To improve the user satisfaction, Apple Maps would need to improve the routing options, especially when starting the navigation. Both applications would also improve their usability, if the users could retrieve information about the destination while being in navigation mode.

The experiments conducted showed to be effective in comparing the two applications, as the data collected for the results, coupled with the analysis of the qualitative and quantitative data, raised concrete and conclusive information about the usability performance of both apps.

Our evaluation study indicated that both applications performed very similarly in the usability tests. However, the applications are not completely equally good in terms of usability, since the user satisfaction with Google Maps was better in our tests.

As the sample size of the study is small, further validations and more user studies are required and more detailed analysis is required to prove the hypothesis true.

The users in both groups use the applications for similar purpose. The most common use of the software is navigating to a certain place. One user in both groups also uses the application learning about the city and nearby places of interest. One Apple Maps test user uses the application for planning how to use the local transportation and one Google Maps user uses the map for looking at 3D maps.

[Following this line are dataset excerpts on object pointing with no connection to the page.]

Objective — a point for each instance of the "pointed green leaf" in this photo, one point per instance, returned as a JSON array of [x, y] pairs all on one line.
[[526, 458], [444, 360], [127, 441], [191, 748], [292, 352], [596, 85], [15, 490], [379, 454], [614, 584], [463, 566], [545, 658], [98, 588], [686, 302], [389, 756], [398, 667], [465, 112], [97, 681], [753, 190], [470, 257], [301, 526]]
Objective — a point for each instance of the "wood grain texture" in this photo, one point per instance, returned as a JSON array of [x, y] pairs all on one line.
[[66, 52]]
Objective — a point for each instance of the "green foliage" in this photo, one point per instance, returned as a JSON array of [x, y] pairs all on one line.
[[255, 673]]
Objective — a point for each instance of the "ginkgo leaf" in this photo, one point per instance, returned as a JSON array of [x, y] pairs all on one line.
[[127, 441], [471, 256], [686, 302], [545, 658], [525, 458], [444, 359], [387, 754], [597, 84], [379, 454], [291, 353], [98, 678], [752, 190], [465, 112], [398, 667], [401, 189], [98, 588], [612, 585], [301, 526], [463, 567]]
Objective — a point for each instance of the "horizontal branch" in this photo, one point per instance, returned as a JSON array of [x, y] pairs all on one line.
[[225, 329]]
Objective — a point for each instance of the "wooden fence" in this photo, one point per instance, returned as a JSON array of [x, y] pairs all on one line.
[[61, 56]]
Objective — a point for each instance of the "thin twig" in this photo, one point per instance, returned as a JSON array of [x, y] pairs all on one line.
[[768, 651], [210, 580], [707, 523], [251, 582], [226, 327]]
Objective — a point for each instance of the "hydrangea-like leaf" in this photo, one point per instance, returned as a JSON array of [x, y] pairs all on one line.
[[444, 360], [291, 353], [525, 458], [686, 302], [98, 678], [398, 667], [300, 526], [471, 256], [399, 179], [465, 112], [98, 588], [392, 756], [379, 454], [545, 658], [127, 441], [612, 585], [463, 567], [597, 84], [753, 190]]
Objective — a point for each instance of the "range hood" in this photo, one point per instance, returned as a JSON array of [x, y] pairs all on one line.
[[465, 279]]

Three Google Maps test users rate the kind of application as extremely important to themselves and three rated it as very important. Out of the Apple Maps users two rated the kind of application as extremely important to themselves, three as very important and one as not very important.

Five out of the six google Maps users rate their own software skills and knowledge as very experienced and technical while one test user rated I’m good but not very technical. Out of the Apple Maps users three rated themselves as very experienced and technical while three rated themselves good but not very technical. Overall the Google users rated themselves as more experienced and technical.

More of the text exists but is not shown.